Warren Buffetts of anyplace other than Omaha.
Fictional parts of reports: price targets, columns with projections.
Stock prices, except when it occasionally facilitates action.
Doomsday prophets, perma-bears, self-loathing Indians, condescending colonial op-eds.
Any criticism of Dravid or Ilaiyaraja.
Soliciting opinions, especially from those in my business. Nullius in verba (on the word of no one).
Forecasts. Click & drag. Projecting forward & discounting back. XL-giri.
Lying my way into a buy-price, via the above.
Neat explanations of the past. More generally, ascribing causality in a messy world.
Second-guessing business managers. Telling them how to do their job (‘value-add’, in PE jargon)
Whatsapp groups with triple-digit membership.
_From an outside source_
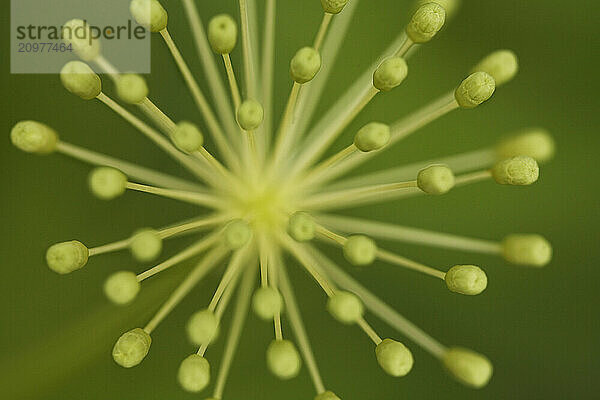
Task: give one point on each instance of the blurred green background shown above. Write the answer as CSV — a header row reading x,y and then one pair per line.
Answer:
x,y
540,327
Humans, well before social distancing became a thing (misanthropy is useful investor trait).
Anything I can’t understand (which is a vast majority of the messy world).
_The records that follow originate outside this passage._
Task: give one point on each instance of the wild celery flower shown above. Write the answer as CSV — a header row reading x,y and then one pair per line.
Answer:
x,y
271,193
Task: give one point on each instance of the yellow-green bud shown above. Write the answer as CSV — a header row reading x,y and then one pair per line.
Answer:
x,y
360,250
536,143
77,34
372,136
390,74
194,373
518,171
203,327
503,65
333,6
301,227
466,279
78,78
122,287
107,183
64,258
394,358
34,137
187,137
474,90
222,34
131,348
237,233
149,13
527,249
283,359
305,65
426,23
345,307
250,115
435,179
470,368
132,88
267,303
A spectrum from smells funny to too good to be true to pickpockets.
OPM addicts. Living on the edge. ‘Oh-no crazy’ people.
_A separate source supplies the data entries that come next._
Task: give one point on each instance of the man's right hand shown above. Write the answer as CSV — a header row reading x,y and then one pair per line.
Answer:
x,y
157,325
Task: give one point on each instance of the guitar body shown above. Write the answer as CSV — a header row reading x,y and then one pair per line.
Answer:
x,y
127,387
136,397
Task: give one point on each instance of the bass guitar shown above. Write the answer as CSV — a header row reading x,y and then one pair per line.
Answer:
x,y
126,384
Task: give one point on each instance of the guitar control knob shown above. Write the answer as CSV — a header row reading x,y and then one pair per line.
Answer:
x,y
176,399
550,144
Adverse odds: airlines, lenders on steroids, kissing frogs, drunk driving.
Fashionable companies. Trendy valuations.
Broccoli, ragi idli, uncooked foliage.
Every investor claims to seek good businesses. Consistent with mathematician Carl Jacobi’s maxim (Invert, always invert), success of this endeavour depends mainly on how we fare at the opposite end, on how effective we are at rejecting crap. This can get tedious, but staying the course is vital. I can reject 9 of 10 companies and feel good about my standards. However, if the correct ratio is closer to 99 of 100 (as I’ve empirically observed), then 90% of what I own is sub-par. Day after day, I need a ruthless and relentless noise filter. Ignore, avoid, reject. Repeat.
Goodness is almost a residual. More importantly, without an uncluttered mind, there’s serious risk of not recognizing goodness when it shows up or not acting on it with appropriate conviction.